Rezension

Es gibt Dinge, für die es sich lohnt zu kämpfen und gegebenenfalls auch das eigene Leben zu riskieren!

Die Melodie der Schatten - Maria W. Peter

Die Melodie der Schatten
von Maria W. Peter

Es gibt Dinge, für die es sich lohnt zu kämpfen und gegebenenfalls auch das eigene Leben zu riskieren!

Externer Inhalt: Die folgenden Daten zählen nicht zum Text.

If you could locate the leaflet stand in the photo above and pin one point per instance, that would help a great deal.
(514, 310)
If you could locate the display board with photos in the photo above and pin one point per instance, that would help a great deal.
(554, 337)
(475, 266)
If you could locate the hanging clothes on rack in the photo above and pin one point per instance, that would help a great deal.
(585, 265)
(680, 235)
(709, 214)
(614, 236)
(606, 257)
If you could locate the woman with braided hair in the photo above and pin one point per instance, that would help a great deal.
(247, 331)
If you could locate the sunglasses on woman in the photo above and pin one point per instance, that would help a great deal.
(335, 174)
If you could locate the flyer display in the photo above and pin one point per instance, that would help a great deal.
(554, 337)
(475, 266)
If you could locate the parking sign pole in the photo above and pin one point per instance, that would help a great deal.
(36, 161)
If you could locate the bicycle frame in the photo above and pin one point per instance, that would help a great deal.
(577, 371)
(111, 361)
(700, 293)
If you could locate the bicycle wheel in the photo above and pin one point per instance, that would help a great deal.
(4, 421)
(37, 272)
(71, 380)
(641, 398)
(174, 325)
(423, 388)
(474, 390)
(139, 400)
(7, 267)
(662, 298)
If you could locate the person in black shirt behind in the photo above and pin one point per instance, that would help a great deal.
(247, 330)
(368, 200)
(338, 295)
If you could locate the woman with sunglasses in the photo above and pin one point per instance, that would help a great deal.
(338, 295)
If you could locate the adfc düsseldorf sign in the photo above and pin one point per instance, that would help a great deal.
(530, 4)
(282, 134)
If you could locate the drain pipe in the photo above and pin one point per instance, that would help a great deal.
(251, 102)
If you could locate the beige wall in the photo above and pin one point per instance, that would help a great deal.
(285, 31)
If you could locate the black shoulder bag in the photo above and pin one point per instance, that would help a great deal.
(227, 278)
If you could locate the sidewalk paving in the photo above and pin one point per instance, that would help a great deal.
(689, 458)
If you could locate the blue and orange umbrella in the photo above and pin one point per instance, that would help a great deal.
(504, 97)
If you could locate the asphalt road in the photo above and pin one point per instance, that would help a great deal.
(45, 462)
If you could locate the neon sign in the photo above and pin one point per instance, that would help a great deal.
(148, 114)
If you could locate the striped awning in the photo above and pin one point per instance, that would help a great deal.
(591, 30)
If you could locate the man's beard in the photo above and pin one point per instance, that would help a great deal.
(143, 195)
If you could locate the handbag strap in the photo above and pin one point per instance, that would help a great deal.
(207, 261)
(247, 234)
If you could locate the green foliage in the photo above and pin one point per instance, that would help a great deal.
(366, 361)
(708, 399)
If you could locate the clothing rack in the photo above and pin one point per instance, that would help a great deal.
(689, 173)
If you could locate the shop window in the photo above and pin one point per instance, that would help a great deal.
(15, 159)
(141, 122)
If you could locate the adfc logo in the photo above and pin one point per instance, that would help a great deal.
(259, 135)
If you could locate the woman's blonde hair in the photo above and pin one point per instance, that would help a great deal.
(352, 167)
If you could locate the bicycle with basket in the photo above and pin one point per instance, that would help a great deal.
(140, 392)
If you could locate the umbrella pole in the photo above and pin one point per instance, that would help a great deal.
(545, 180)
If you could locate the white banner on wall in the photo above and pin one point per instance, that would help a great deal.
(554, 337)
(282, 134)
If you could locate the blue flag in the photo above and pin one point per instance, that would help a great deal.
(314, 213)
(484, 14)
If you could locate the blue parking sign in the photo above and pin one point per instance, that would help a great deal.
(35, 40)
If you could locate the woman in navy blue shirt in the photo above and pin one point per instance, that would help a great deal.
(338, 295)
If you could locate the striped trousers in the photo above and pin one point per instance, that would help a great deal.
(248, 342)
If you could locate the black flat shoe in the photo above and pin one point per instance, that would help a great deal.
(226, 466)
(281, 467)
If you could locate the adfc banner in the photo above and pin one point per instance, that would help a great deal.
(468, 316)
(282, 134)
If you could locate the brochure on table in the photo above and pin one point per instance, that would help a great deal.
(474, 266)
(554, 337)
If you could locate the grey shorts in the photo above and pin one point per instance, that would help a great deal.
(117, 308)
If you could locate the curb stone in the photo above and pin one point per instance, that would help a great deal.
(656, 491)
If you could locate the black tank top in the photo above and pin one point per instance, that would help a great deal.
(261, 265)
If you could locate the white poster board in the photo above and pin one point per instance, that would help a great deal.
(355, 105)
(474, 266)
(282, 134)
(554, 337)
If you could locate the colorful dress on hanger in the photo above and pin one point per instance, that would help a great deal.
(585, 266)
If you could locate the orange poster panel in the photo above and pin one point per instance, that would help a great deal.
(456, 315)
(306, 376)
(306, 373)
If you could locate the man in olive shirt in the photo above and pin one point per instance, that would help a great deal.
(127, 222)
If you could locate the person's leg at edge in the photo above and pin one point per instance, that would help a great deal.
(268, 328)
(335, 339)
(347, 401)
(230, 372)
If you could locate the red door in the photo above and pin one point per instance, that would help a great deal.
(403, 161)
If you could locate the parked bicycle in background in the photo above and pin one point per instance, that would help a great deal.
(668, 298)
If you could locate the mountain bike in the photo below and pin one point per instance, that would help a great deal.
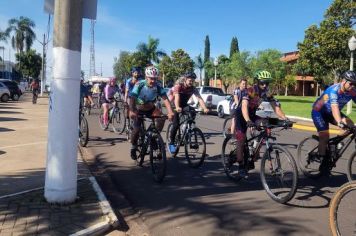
(83, 128)
(279, 172)
(310, 163)
(116, 117)
(189, 136)
(342, 218)
(150, 142)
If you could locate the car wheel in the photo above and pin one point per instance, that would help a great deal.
(221, 112)
(15, 97)
(5, 97)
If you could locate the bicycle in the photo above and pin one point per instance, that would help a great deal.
(310, 163)
(83, 128)
(116, 117)
(150, 142)
(344, 200)
(279, 183)
(189, 136)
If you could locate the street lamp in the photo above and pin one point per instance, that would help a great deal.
(216, 62)
(352, 47)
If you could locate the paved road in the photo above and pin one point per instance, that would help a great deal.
(204, 201)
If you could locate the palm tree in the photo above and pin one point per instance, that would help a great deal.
(23, 34)
(199, 64)
(150, 50)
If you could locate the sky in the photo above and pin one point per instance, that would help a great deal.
(122, 24)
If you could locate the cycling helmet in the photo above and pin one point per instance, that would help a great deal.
(349, 76)
(263, 76)
(151, 72)
(191, 75)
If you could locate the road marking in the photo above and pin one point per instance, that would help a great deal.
(24, 144)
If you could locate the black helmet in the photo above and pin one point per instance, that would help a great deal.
(349, 76)
(191, 75)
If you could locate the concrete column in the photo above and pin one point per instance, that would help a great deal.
(61, 171)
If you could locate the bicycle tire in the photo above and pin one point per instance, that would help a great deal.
(334, 207)
(227, 127)
(118, 121)
(168, 138)
(192, 143)
(308, 162)
(351, 167)
(279, 173)
(158, 170)
(228, 159)
(83, 136)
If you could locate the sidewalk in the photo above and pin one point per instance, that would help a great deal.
(23, 209)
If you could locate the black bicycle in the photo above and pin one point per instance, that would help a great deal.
(310, 163)
(116, 117)
(150, 142)
(189, 136)
(279, 172)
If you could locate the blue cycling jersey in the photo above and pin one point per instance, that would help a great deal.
(333, 95)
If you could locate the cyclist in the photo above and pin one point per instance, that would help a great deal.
(142, 102)
(108, 98)
(246, 117)
(181, 93)
(237, 101)
(327, 109)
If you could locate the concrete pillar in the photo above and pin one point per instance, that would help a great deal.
(61, 171)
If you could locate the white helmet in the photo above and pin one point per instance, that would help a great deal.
(151, 72)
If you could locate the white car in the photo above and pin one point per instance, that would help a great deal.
(265, 109)
(4, 93)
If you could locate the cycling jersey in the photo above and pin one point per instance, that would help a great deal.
(184, 93)
(144, 94)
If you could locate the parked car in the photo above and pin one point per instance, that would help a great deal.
(15, 91)
(264, 110)
(4, 93)
(211, 96)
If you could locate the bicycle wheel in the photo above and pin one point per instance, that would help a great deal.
(118, 121)
(342, 210)
(229, 159)
(308, 158)
(102, 124)
(195, 147)
(227, 127)
(83, 131)
(351, 167)
(158, 157)
(168, 138)
(279, 174)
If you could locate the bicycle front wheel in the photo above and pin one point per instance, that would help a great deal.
(279, 174)
(83, 131)
(342, 210)
(118, 121)
(158, 157)
(195, 147)
(308, 158)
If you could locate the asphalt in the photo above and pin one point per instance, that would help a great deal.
(23, 208)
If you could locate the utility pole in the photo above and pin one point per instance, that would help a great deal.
(63, 120)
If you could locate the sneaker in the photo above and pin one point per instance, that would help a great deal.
(133, 154)
(172, 148)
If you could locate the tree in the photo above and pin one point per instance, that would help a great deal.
(23, 34)
(31, 63)
(234, 46)
(150, 50)
(324, 49)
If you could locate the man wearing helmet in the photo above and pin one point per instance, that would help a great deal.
(142, 102)
(326, 109)
(246, 113)
(182, 92)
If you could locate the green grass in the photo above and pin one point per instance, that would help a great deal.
(301, 106)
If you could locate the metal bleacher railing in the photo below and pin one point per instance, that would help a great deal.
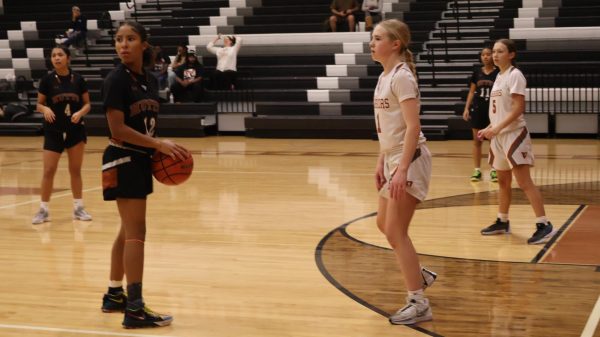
(563, 93)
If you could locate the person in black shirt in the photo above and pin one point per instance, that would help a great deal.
(63, 99)
(477, 106)
(130, 99)
(77, 29)
(188, 83)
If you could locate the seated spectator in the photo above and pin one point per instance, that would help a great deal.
(179, 60)
(343, 12)
(226, 72)
(161, 66)
(372, 9)
(77, 29)
(188, 83)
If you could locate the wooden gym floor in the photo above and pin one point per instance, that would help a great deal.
(278, 238)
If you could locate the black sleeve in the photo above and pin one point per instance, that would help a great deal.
(179, 71)
(44, 87)
(114, 91)
(82, 85)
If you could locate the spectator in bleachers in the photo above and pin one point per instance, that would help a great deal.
(63, 99)
(77, 29)
(477, 107)
(161, 66)
(372, 9)
(226, 72)
(178, 61)
(188, 83)
(343, 12)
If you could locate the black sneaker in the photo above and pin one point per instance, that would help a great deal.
(542, 234)
(114, 303)
(497, 227)
(137, 315)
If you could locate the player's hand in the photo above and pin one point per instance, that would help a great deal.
(49, 115)
(173, 150)
(487, 133)
(398, 184)
(379, 177)
(466, 115)
(76, 117)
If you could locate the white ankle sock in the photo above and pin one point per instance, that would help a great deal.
(77, 203)
(416, 293)
(115, 284)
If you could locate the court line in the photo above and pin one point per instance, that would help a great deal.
(58, 195)
(343, 174)
(592, 323)
(346, 291)
(75, 331)
(550, 244)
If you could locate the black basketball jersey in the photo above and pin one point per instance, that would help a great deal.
(137, 97)
(64, 96)
(484, 83)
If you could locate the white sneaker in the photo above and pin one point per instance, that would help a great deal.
(416, 310)
(428, 277)
(81, 214)
(40, 217)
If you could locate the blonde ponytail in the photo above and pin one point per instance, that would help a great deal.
(409, 60)
(398, 30)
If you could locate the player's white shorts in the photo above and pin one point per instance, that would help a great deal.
(418, 175)
(510, 149)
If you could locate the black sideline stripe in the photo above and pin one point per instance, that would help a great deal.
(548, 244)
(331, 279)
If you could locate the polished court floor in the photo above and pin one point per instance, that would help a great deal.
(278, 238)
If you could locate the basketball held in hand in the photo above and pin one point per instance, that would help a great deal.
(171, 171)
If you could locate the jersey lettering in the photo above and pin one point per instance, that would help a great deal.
(381, 103)
(150, 124)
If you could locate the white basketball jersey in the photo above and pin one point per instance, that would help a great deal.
(510, 82)
(395, 87)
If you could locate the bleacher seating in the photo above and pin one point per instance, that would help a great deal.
(291, 71)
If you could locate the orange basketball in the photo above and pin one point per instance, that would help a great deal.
(171, 171)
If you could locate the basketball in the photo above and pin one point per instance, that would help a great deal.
(171, 171)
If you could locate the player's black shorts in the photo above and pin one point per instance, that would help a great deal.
(57, 141)
(126, 174)
(480, 117)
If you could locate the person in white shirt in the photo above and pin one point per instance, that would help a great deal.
(372, 9)
(511, 151)
(403, 169)
(226, 72)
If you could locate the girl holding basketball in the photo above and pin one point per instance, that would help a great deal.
(404, 165)
(511, 150)
(130, 100)
(477, 106)
(63, 99)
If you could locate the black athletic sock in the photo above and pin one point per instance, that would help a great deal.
(134, 292)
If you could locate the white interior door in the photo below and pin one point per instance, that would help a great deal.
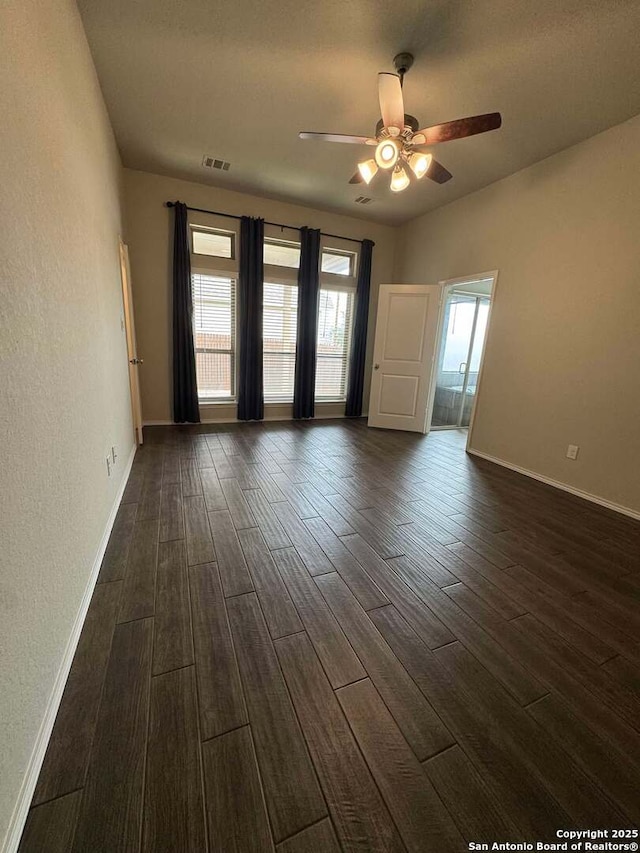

„Alleine, auf der Flucht, vor der Tür eines fremden Herrenhaues, inmitten der schottischen Highlands.“

Der Überfall auf ihre Kutsche kostete sowohl dem Kutscher, als auch Lady Fionas Tante Maud und dem mitreisenden Anwalt Dr. Keith das Leben. Auf der Suche nach Hilfe irrt die neunzehnjährige Fiona durch die raue Landschaft der schottischen Highlands. Sir Aidan Thirstane, Laird und Baronet von Thirstane Manor, gewährt der Tochter des Earl Hemington schließlich Unterschlupf. Dem düsteren Herrenhaus eilt ein schlimmer Ruf voraus, im Dorf munkelt man von dunklen Dämonen und wilden Flüchen. Die feinfühlige Fiona ist durch seltsame Ereignisse und Geräusche zunächst irritiert, erliegt aber trotz alledem ihrer unerklärlichen Anziehungskraft zu diesem alten Gemäuer. Eine Anziehungskraft, die sich bald auch auf den verschlossenen Laird ausweitet, der Fiona mit abweisender Arroganz und einer aufbrausenden Art begegnet. Den unnahbaren Mann umgibt eine dunkle Aura der Verzweiflung, er leidet an schlimmen Albträumen und kämpft mit seinen inneren Dämonen. Doch auch Fiona kämpft bereits ihr Leben lang gegen quälende Bilder und hört seltsame Klänge. Sie blickt auf eine einsame und lieblose Kindheit zurück, in der sie infolge ihrer außergewöhnlichen Wahrnehmungen stets abgelehnt und gedemütigt wurde. Aidans grobe und herablassende Bemerkungen schaffen es jedoch nicht, Fiona in die Flucht zu treiben, und nach und nach gibt es zarte und flüchtige Momente der Vertrautheit und Nähe zwischen Aidan und Fiona. Die zierliche Frau mit den zimtfarbenen Locken fühlt sich zum ersten Mal in ihrem Leben nicht mehr als ungewollter und ungeliebter Schandfleck der Familie, muss sich nicht mehr unsicher und beschämt im Hintergrund verstecken. Doch das große dunkle Geheimnis des Lairds droht die aufkeimende Zuneigung, ja sogar das gesamte Leben von Fiona, zu zerstören.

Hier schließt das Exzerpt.